C’est une supposition nécessaire à la liberté, que l’homme soit libre pour ce qui regarde son action, mais que, pour ce qui regarde le résultat final, il dépende d’une nécessité qui lui est supérieure et qui a la main dans le jeu de sa liberté. Cette supposition doit être expliquée transcendantalement. En vain voudrait-on en donner le mot par la providence ou par le destin, ce sont précisément la providence et le destin qu’il s’agit d’expliquer. Nous ne doutons pas de la providence, nous ne mettons pas plus en doute ce qu’on nomme le destin, car nous en sentons l’influence dans nos propres actions, dans le bon ou le mauvais succès de nos propres desseins ; mais qu’est-ce donc que ce destin, que cette providence ?

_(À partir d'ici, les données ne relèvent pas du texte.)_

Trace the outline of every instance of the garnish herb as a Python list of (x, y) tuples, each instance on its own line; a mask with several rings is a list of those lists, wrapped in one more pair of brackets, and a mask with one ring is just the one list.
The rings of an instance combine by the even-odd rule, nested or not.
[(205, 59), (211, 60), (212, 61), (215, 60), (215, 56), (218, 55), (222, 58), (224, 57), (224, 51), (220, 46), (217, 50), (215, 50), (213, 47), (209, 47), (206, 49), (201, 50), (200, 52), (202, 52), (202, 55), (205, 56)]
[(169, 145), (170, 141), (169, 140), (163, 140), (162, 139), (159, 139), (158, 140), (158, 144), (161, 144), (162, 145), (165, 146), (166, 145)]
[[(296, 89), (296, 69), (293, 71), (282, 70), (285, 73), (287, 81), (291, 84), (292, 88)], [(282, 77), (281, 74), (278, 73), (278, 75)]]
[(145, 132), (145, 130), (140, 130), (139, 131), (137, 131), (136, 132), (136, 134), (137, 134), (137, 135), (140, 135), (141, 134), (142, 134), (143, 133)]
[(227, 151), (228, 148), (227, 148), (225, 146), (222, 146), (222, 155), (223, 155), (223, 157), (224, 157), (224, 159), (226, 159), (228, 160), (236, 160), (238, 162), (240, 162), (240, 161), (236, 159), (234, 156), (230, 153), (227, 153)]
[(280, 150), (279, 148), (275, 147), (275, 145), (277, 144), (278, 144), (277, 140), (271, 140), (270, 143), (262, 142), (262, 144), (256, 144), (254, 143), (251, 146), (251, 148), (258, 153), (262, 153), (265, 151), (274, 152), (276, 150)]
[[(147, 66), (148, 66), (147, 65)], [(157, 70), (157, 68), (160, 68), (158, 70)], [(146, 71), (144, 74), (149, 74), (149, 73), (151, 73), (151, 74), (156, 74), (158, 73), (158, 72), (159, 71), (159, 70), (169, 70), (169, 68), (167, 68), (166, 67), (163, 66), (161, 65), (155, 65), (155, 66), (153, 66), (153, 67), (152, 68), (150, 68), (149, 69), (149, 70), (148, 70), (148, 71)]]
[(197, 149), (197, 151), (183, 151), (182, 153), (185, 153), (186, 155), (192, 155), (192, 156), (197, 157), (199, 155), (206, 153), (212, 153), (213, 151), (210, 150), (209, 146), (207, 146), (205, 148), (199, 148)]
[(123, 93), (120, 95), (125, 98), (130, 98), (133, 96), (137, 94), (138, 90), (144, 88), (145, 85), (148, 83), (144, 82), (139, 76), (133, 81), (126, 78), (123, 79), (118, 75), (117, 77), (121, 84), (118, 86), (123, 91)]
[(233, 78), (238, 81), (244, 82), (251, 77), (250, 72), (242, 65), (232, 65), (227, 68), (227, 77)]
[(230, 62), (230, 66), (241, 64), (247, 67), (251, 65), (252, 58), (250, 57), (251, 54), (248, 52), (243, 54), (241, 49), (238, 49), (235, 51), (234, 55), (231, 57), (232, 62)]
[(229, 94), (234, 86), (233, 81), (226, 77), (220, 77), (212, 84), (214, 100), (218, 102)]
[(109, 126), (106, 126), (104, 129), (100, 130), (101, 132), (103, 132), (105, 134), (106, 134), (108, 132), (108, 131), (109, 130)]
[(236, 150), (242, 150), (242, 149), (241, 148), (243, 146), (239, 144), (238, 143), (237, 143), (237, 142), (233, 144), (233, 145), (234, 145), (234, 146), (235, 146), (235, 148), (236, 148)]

Réduit à des expressions transcendantales, voici ce que signifie le problème : comment, puisque nous sommes complètement libres, c’est-à-dire, puisque nous agissons avec conscience, peut-il s’élever pour nous quelque chose dont nous n’avons pas conscience, que nous ne prévoyons jamais, et que, livrée à elle-même, la liberté n’eût jamais produit ?…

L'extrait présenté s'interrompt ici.